A good bit of attention has been paid recently to a phenomenon taking shape across the pond.
It seems a growing number of companies in the United Kingdom — mostly smaller start-ups — are beginning to offer their employees what’s being called pawternity leave; i.e., paid-time-off to bond with their new four-legged furry friends or tend to their old ones.
This piece that appeared on the appropriately-named website, “The Bark: Dog is My Co-Pilot,” mentions several employers that have gone this route — Mars Petcare, BitSol Solutions and Now What.
At Manchester-based IT company BitSol, company owner Greg Buchanan says pawternity is actually good for the bottom line, according to this piece in USA Today.
“You know, we are quite sympathetic to pets in the U.K.; we’re a pet-loving country,” he tells the paper. “Obviously we take it on a case-by-case [basis]. If somebody’s asking for time off for a goldfish, no, no — then it’s not quite what we set out for.”
He also cautions that “[i]f you do give time off for pawternity leave, you are limiting the number of people available to you.” However, he adds, “I believe morale of staff definitely improves and they actually want to work harder for you.”

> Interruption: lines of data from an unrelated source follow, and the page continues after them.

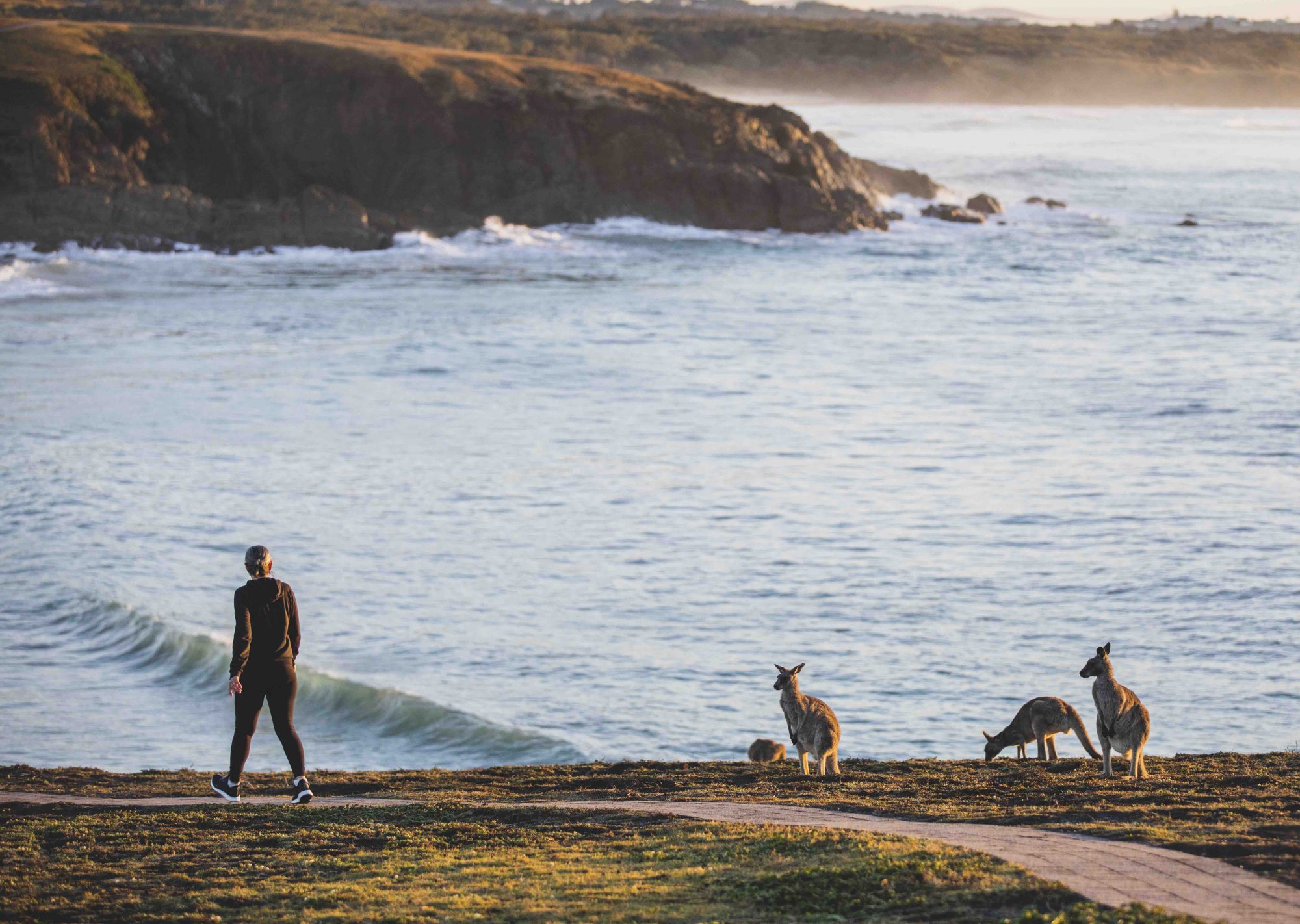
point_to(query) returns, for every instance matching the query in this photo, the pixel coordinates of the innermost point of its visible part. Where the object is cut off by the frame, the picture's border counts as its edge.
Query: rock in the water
(255, 140)
(954, 214)
(985, 205)
(765, 751)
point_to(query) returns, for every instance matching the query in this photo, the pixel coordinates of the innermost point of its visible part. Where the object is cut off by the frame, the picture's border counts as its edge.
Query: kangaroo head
(993, 745)
(786, 676)
(1099, 663)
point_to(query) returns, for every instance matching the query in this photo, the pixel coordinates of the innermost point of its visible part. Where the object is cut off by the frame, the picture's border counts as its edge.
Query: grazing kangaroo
(1124, 723)
(765, 752)
(1042, 721)
(813, 726)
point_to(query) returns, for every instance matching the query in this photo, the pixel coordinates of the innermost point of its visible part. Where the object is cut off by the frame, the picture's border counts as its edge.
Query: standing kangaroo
(1124, 723)
(1042, 721)
(813, 726)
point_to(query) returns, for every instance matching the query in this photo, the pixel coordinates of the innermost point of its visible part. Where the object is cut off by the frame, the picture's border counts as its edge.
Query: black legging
(278, 686)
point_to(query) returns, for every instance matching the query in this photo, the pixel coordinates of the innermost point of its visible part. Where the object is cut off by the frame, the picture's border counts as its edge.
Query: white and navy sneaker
(302, 792)
(223, 787)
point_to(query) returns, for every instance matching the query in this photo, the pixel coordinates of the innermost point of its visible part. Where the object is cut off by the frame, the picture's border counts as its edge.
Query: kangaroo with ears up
(813, 726)
(1124, 723)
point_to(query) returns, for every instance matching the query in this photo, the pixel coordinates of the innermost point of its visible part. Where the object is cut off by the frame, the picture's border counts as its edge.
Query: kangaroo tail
(1082, 731)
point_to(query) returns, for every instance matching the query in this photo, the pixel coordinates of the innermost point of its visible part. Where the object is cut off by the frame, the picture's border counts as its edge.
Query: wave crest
(124, 639)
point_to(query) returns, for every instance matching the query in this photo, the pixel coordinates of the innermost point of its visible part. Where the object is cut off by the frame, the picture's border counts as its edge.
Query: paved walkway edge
(1110, 873)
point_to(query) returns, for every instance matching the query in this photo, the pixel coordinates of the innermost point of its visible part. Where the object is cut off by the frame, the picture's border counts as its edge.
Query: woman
(262, 667)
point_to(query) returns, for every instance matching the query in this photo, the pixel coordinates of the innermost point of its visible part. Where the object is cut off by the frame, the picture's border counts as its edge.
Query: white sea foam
(19, 281)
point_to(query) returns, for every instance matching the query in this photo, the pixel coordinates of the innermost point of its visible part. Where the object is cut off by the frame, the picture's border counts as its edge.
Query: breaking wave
(120, 637)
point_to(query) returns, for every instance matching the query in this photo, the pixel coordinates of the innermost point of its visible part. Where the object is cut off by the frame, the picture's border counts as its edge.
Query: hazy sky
(1111, 10)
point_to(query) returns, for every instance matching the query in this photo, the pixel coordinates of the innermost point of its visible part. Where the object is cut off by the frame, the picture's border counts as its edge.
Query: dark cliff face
(239, 140)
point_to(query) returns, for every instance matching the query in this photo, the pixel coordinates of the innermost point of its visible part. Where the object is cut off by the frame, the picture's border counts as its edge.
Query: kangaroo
(765, 752)
(1042, 721)
(813, 726)
(1124, 723)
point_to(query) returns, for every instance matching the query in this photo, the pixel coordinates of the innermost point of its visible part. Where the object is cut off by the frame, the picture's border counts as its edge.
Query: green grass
(457, 864)
(1241, 808)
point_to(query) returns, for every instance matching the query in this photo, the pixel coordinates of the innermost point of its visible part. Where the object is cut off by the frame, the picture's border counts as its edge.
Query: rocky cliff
(129, 135)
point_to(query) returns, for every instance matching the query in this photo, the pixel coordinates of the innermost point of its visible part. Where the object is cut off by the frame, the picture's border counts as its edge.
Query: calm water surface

The Bark piece puts the number of pet owners in the U.K. who have been offered time off to care for Fido or Fluffy at nearly one in 20. It also mentions that Mars Petcare, a pet-care company, was one of the first employers to institute a formal pawternity policy, now allowing its employees 10 hours of paid leave when adding a new pet to the family.
Based on his recent column on the U.K trend toward better treatment of its workers, I reached out to HRE‘s talent management columnist, Peter Cappelli (George W. Taylor professor of management and director of the Center for Human Resources at The Wharton School of the University of Pennsylvania in Philadelphia), to see if this four-legged phenomenon could happen here.
“I’d say the U.S. model of just giving people personal time for whatever is important to them makes more sense than trying to define legitimate reasons for leave,” he told me. But he did seem impressed with how far the Brits will go in their efforts to accommodate pet owners.
Personally, I have been thinking about getting a dog lately. And being single, I’m concerned about what will get chewed or stained while I’m at work. Not even sure the effort would be worth it without a benefit like this.
But …… moving to London seems like a pretty drastic solution.